Tout Homme a un prix, et il ne serait pas étranger qu’après le casse du siècle opéré au Congo-Brazzaville que certains émissaires chargés de billets de banque ou de RIB (relevé d’identité bancaire) des uns et des autres, aient déjà commencé de faire leur travail d’approche.
Après avoir sacrifié les Présidents Fulbert Youlou et Massamba-Débat, ces derniers se lancent dans une entreprise suicidaire qui consisterait à livrer tous les ressortissants du Pool à ceux qui pensent que ce sont les derniers mohicans, résistants, à l’installation d’un règne familial à la tête du Congo-Brazzaville.
La raison semble quitter le Pool jadis la locomotive du pays. Les raisons purement alimentaires ou matérielles ni la précarité ne pourraient suffire à brader la dignité qui est la marque de fabrique de ce peuple. Ne dit-on pas qu'autres temps, autres mœurs ? Par ailleurs nous savons tous que ce ne sont pas les diplômes qui font les Hommes d’État. Les deux premiers présidents du Pool en étaient dépourvus, mais avaient avec eux le bon sens politique et l’amour de la nation dont ils n’avaient peut être pas le monopole.
Il est temps de tourner la page car l’on ne fait jamais du neuf avec du vieux. Au bout de plus de 59 ans d’indépendance, le peuple congolais a assez des femmes et d’hommes capables de relever le défi et de porter le flambeau pour la construction d’un Congo uni et prospère dans la cohésion nationale.
Tant il et vrai qu’actuellement la sociologie politique voudrait que l’on soutienne un ressortissant de sa région, de son ethnie, de sa tribu, de son village, ces candidats manquant souvent de projet de société, il est aussi temps de voir plus loin que le bout de son nez pour aller débusquer cette Congolaise ou ce Congolais qui nous sortira de la mouïse.
Nos régions qui ont du talent ne peuvent être prises en otage par certains qui en ont fait un fond de commerce politique pour prospérer sur la misère des autres tout en oubliant que le bonheur ne vaut que lorsqu’il est partagé.
Pour ma part et après l’avoir maintes fois écrit, il y a lieu de changer notre façon de faire de la politique au lieu de toujours faire appel aux vieilles ficelles qui ne servent qu’à pérenniser un système désastreux pour tous. Ce n’est pas non plus notre souhait à tous.

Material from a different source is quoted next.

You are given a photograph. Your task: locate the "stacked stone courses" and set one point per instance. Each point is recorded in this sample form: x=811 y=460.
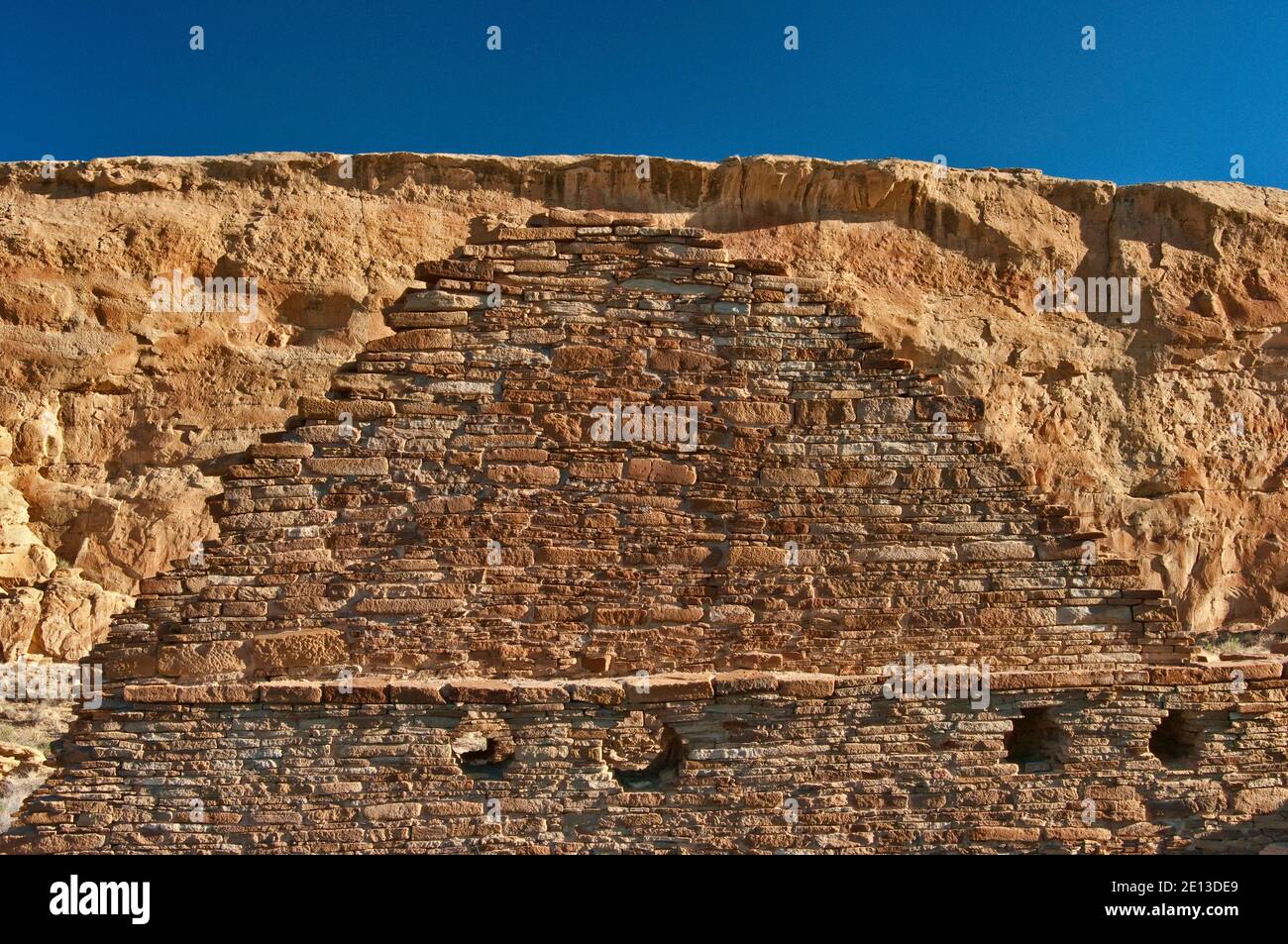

Le débat est légitime et chacun peut choisir son candidat. Mais en ces temps si durs pour notre beau pays qui se défigure au jour le jour, un changement radical s’impose et notre réflexion à tous doit s’y atteler ; Aux grands maux, les grands remèdes comme disait l’autre.
Le départ du système mafieux actuel est une nécessité absolue pour que le peuple congolais retrouve sa dignité. Les combines d’arrière boutique pour allonger ou rallonger au delà du raisonnable la souffrance du peuple congolais est inutile. Le Congo-Brazzaville va mal et pour changer il faut changer l’image.
Ce n’est pas que le département du Pool qui va mal mais tout le Congo-Brazzaville. Les Congolaises et Congolais du Nord au Sud, de l’Est à l’Ouest ont le droit et le devoir d’apporter leur contribution pour la renaissance de notre pays maintenant abonné aux faits divers. Les affrontements de femmes et d’hommes du passé qui ont un lourd passif n’ont plus cours.
C’est Albert Camus qui écrivait : «Faites attention, quand une démocratie est malade, le fascisme vient à son chevet mais ce n'est pas pour prendre de ses nouvelles.»
Mais quand la dictature s’installe c’est pire, car nous y sommes.